Among patients with AMI-induced cardiogenic shock, the usage of V-A ECMO may provide benefits in terms of survival. However, treatment effects of V-A ECMO are inconclusive due to limitations in cohort methods and reporting [7].

In our opinion, complications such as multiple organ failure, cerebral complications, and kidney failure may be related to cardiogenic shock, rather than to the use of ECMO.

ECMO was mostly associated with acute kidney failure (with a high percentage of patients having previous renal impairment), being a common complication, as it is shown in a systematic review that included 46 studies performed in patients treated with ECMO, where the occurrence rate was 52% [33].

In our study, rates varied between 24% and 47%, a complication that may be prevented by reducing the time to insertion of V-A ECMO. Additionally, ECMO infection prevention may be achieved by performing an accurate procedure. Nonetheless, vascular complications such as haemorrhage and limb ischaemia, seen in 8.5% of the included patients in our study, had similar rates, as reported in the literature.

5. Conclusions

Our study has its limitations and strengths. We performed a systematic literature search and a detailed survival analysis. However, our study could only identify observational studies. Additionally, sample size was relatively small, and data were not fully reported.

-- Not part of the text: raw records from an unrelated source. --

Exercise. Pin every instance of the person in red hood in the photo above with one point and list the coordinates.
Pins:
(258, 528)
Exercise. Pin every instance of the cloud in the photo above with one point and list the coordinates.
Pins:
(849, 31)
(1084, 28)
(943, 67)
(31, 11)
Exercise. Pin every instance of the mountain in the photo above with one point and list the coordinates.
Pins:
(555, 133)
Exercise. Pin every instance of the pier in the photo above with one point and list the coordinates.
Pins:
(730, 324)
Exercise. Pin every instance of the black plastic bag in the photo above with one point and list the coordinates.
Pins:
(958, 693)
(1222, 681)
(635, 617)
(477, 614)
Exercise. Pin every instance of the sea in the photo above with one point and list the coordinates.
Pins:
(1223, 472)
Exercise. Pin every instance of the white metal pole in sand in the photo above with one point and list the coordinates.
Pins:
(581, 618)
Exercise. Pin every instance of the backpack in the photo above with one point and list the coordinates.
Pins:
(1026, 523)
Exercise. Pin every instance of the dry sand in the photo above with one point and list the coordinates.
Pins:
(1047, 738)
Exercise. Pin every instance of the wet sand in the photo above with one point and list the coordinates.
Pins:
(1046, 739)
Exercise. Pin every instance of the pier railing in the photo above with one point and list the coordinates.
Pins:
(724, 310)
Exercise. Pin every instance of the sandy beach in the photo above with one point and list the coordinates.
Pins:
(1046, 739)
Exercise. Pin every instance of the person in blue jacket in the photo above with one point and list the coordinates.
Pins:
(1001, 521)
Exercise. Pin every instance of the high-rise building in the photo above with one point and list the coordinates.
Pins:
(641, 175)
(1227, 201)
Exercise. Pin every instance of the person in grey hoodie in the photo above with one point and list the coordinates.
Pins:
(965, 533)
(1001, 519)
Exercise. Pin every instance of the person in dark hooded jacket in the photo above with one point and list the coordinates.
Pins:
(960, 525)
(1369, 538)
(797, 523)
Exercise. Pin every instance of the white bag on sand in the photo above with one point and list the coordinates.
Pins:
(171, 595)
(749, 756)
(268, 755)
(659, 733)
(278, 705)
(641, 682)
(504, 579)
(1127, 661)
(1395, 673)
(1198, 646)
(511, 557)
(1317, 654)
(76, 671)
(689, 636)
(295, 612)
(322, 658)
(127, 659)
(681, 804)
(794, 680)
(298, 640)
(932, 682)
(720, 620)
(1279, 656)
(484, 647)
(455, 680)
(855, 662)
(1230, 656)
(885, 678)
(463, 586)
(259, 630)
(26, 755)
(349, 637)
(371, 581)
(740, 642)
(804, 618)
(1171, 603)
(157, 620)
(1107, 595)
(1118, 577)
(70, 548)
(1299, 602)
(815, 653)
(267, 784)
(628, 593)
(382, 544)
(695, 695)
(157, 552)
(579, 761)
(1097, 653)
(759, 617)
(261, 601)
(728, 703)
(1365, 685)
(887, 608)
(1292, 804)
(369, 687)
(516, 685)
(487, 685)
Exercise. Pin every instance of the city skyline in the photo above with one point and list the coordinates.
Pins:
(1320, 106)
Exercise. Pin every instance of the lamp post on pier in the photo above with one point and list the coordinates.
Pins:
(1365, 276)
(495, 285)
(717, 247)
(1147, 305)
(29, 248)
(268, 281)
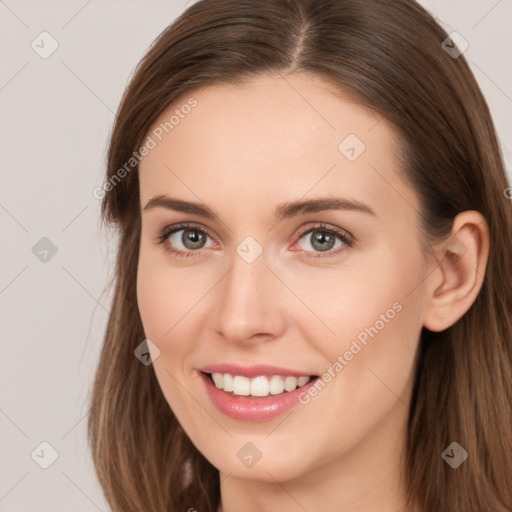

We could not exclude publication bias of original studies, as authors who did not register positive results on ECMO, or did not find any effect at all, were less likely to publish their results.

V-A ECMO for patients with acute myocardial infarction-induced cardiogenic shock represents a temporary support that provides benefits compared to standards of care, being an upgradable device for advanced life support that could assure a higher survival rate.